Re: [PATCH] block: flush writeback dwork before detaching a bdev inode from it
From: Dmitry Vyukov
Date: Mon Jun 20 2016 - 09:39:33 EST
On Mon, Jun 20, 2016 at 3:31 PM, Jan Kara <jack@xxxxxxx> wrote:
> Hi,
>
> On Fri 17-06-16 12:04:05, Tejun Heo wrote:
>> 43d1c0eb7e11 ("block: detach bdev inode from its wb in
>> __blkdev_put()") detached bdev inode from its wb as the bdev inode may
>> outlive the underlying bdi and thus the wb. This is accomplished by
>> invoking inode_detach_wb() from __blkdev_put(); however, while the
>> inode can't be dirtied by the time control reaches there, that doesn't
>> guarantee that writeback isn't already in progress on the inode. This
>> can lead to the inode being disassociated from its wb while writeback
>> operation is in flight causing oopses like the following.
>
> <snip>
>
>> Fix it by flushing the wb dwork before detaching the inode. Combined
>> with the fact that the inode can no longer be dirtied, this guarantees
>> that no writeback operation can be in flight or initiated.
>
> Sorry for the late reply but now when thinking about the patch I don't
> think it is quite right.
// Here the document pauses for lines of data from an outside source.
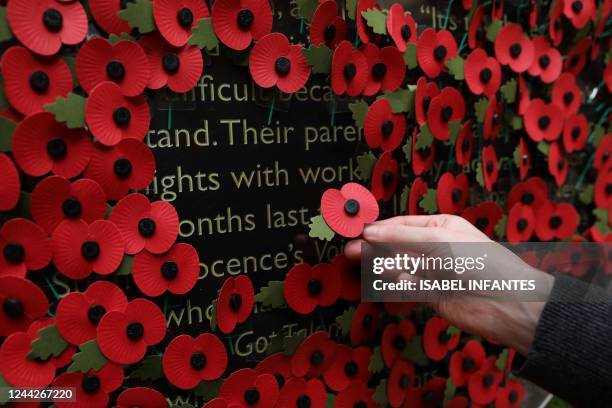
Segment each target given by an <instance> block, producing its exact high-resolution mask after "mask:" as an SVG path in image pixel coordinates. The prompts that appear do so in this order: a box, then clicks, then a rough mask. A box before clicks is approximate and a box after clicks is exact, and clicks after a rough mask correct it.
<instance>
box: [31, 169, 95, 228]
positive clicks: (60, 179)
mask: <svg viewBox="0 0 612 408" xmlns="http://www.w3.org/2000/svg"><path fill="white" fill-rule="evenodd" d="M106 209H107V207H106V195H105V194H104V190H102V187H100V185H99V184H98V183H96V182H95V181H93V180H90V179H86V178H83V179H79V180H76V181H75V182H73V183H71V182H70V181H68V180H67V179H65V178H64V177H60V176H49V177H47V178H45V179H43V180H41V181H40V182H39V183H38V184H37V185H36V187H34V191H32V195H31V197H30V212H31V213H32V219H33V220H34V221H36V223H37V224H38V225H40V226H41V227H43V228H44V229H45V230H46V231H47V233H49V234H51V233H53V231H54V230H55V228H56V227H57V226H58V225H59V224H60V223H61V222H62V221H63V220H83V221H86V222H88V223H91V222H94V221H96V220H99V219H103V218H104V215H105V214H106Z"/></svg>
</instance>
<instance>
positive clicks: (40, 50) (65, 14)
mask: <svg viewBox="0 0 612 408" xmlns="http://www.w3.org/2000/svg"><path fill="white" fill-rule="evenodd" d="M9 3H10V4H8V6H7V10H6V12H7V15H8V23H9V25H10V27H11V31H12V32H13V34H15V37H16V38H17V39H18V40H19V41H20V42H21V43H22V44H23V45H25V46H26V47H28V48H29V49H30V50H32V51H33V52H35V53H37V54H40V55H53V54H55V53H56V52H58V51H59V49H60V47H61V46H62V44H66V45H76V44H78V43H80V42H81V41H83V40H84V39H85V35H86V34H87V14H86V13H85V9H84V8H83V5H81V3H80V2H77V1H75V2H70V3H66V2H60V1H56V0H40V1H36V2H32V1H31V0H11V1H10V2H9ZM5 73H6V71H5Z"/></svg>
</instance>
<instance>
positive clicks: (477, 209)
mask: <svg viewBox="0 0 612 408" xmlns="http://www.w3.org/2000/svg"><path fill="white" fill-rule="evenodd" d="M461 216H462V217H463V218H465V219H466V220H468V221H469V222H470V223H471V224H473V225H474V226H475V227H476V228H478V229H479V230H480V231H482V232H483V233H484V234H486V235H487V236H489V237H492V236H493V233H494V232H495V226H496V225H497V223H498V222H499V220H501V218H502V216H503V212H502V210H501V208H500V207H499V205H498V204H497V203H496V202H495V201H483V202H482V203H480V204H478V206H476V207H468V208H466V209H465V210H463V212H462V213H461Z"/></svg>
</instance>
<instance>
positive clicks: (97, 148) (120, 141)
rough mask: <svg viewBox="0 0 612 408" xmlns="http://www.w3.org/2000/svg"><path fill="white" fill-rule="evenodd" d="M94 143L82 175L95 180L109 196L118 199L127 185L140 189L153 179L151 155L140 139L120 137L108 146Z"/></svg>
mask: <svg viewBox="0 0 612 408" xmlns="http://www.w3.org/2000/svg"><path fill="white" fill-rule="evenodd" d="M94 147H95V148H94V149H93V154H92V156H91V160H90V162H89V165H88V166H87V168H86V169H85V177H89V178H91V179H92V180H95V181H97V182H98V183H99V184H100V186H102V188H103V189H104V192H105V193H106V195H107V196H108V198H109V199H111V200H119V199H121V198H123V197H124V196H125V195H126V194H127V193H128V192H129V190H130V189H131V190H141V189H144V188H146V187H147V186H148V185H149V184H151V181H153V176H154V175H155V158H154V157H153V153H152V152H151V149H149V148H148V147H147V145H145V144H144V143H143V142H141V141H140V140H136V139H123V140H121V141H120V142H119V143H117V144H116V145H115V146H112V147H108V146H104V145H101V144H95V145H94Z"/></svg>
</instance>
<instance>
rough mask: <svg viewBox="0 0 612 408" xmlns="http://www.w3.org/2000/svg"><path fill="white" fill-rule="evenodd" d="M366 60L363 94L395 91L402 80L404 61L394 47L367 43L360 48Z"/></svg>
mask: <svg viewBox="0 0 612 408" xmlns="http://www.w3.org/2000/svg"><path fill="white" fill-rule="evenodd" d="M362 52H363V54H364V55H365V56H366V59H367V61H368V73H369V75H368V81H367V82H366V85H365V87H364V88H363V91H362V94H363V95H364V96H372V95H375V94H376V93H378V92H379V91H395V90H396V89H397V88H398V87H399V86H400V85H401V84H402V82H403V81H404V77H405V74H406V63H405V62H404V58H403V57H402V54H401V53H400V52H399V51H398V50H397V48H395V47H384V48H381V49H379V48H378V47H377V46H376V45H374V44H372V43H369V44H366V45H365V46H364V47H363V49H362Z"/></svg>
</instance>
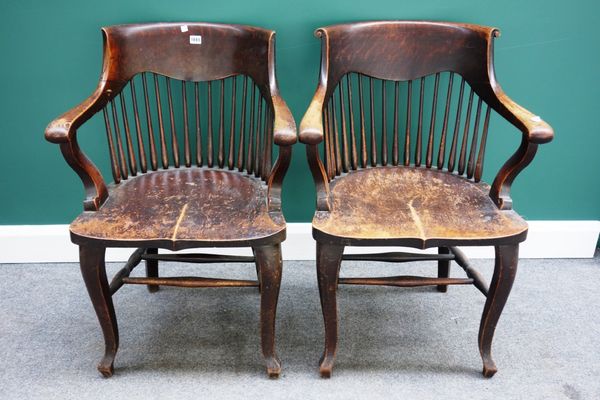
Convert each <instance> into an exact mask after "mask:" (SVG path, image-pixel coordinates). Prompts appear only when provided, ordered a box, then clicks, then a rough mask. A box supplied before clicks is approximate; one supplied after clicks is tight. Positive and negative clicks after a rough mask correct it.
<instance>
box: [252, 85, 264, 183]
mask: <svg viewBox="0 0 600 400" xmlns="http://www.w3.org/2000/svg"><path fill="white" fill-rule="evenodd" d="M262 103H263V98H262V95H261V94H260V93H259V94H258V112H257V121H256V131H255V134H254V176H255V177H257V178H258V177H259V176H260V172H261V171H260V161H261V157H260V153H261V149H262V148H261V132H262V120H263V112H262Z"/></svg>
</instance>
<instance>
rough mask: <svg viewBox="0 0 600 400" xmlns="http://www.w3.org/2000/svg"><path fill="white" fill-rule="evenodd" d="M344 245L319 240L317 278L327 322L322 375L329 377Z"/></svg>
mask: <svg viewBox="0 0 600 400" xmlns="http://www.w3.org/2000/svg"><path fill="white" fill-rule="evenodd" d="M343 253H344V246H340V245H334V244H323V243H319V242H317V279H318V282H319V295H320V296H321V308H322V310H323V322H324V324H325V349H324V351H323V356H322V357H321V361H320V367H319V370H320V373H321V377H323V378H329V377H331V373H332V370H333V364H334V363H335V355H336V352H337V339H338V317H337V298H336V297H337V296H336V291H337V286H338V277H339V273H340V265H341V262H342V255H343Z"/></svg>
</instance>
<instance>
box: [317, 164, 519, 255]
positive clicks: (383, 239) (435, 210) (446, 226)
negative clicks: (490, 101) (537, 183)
mask: <svg viewBox="0 0 600 400" xmlns="http://www.w3.org/2000/svg"><path fill="white" fill-rule="evenodd" d="M488 190H489V187H488V186H487V185H482V184H475V183H473V182H471V181H469V180H466V179H464V178H460V177H457V176H454V175H450V174H447V173H445V172H438V171H437V170H429V169H424V168H414V167H385V168H383V167H381V168H375V169H367V170H360V171H356V172H351V173H349V174H348V175H346V176H345V177H344V178H343V179H337V180H334V181H333V182H332V183H331V186H330V191H331V195H330V196H331V200H332V207H331V211H330V212H317V213H316V214H315V217H314V219H313V231H314V235H315V236H316V238H317V240H326V241H328V242H338V243H344V244H350V243H353V244H359V243H361V244H365V243H366V242H369V244H376V243H380V244H390V245H391V244H394V245H399V246H411V247H418V248H427V247H433V246H437V245H438V244H439V243H445V244H465V245H468V244H471V245H473V244H479V245H485V244H489V243H495V242H502V241H503V240H504V241H507V242H508V241H522V240H524V239H525V236H526V234H527V224H526V223H525V221H524V220H523V219H522V218H521V217H519V216H518V215H517V214H516V213H515V212H514V211H501V210H499V209H498V207H496V205H495V204H494V203H493V201H492V200H491V199H490V197H489V196H488V194H487V191H488Z"/></svg>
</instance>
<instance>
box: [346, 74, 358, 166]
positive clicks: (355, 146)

Writeback can happen from other contexts than just
> the worker one (e.g. kswapd can do writeback, or in some out-of-memory
> situations we may punt to doing writeback directly instead of calling the
> worker, or sync(2) calls fdatawrite() for block device inode directly when
> iterating through blockdev superblock). So flushing the workqueue IMHO is
> not covering 100% of cases.
>
> I wanted to suggest to use inode_wait_for_writeback() which will make sure
> writeback is done with the inode. However we effectively already do this
> by calling bdev_write_inode() which calls writeback_single_inode() in
> WB_SYNC_ALL mode. So by the time that call completes we are sure writeback
> code is not looking at the inode. *However* what I think is happening is
> that sync_blockdev() writes all the dirty pages, bdev_write_inode() writes
> the inode and clears all dirty bits, however the inode still stays in the
> b_dirty / b_io list of the wb because it has I_DIRTY_TIME set. Subsequently
> once flusher work runs, it finds the inode, looks at it and boom. And the
> problem seems to be that write_inode_now(inode, true) does not result in
> I_DIRTY_TIME being cleared.
>
> Attached patch should fix this issue - it is compile-tested only. Dmitry,
> can you check whether this patch fixes the issue for you as well?
I can't directly test it because crash happened very infrequently.
If Tejun/Ted agree that it is the right way to fix it, then I can
patch it, restart the fuzzer and leave it running for a while.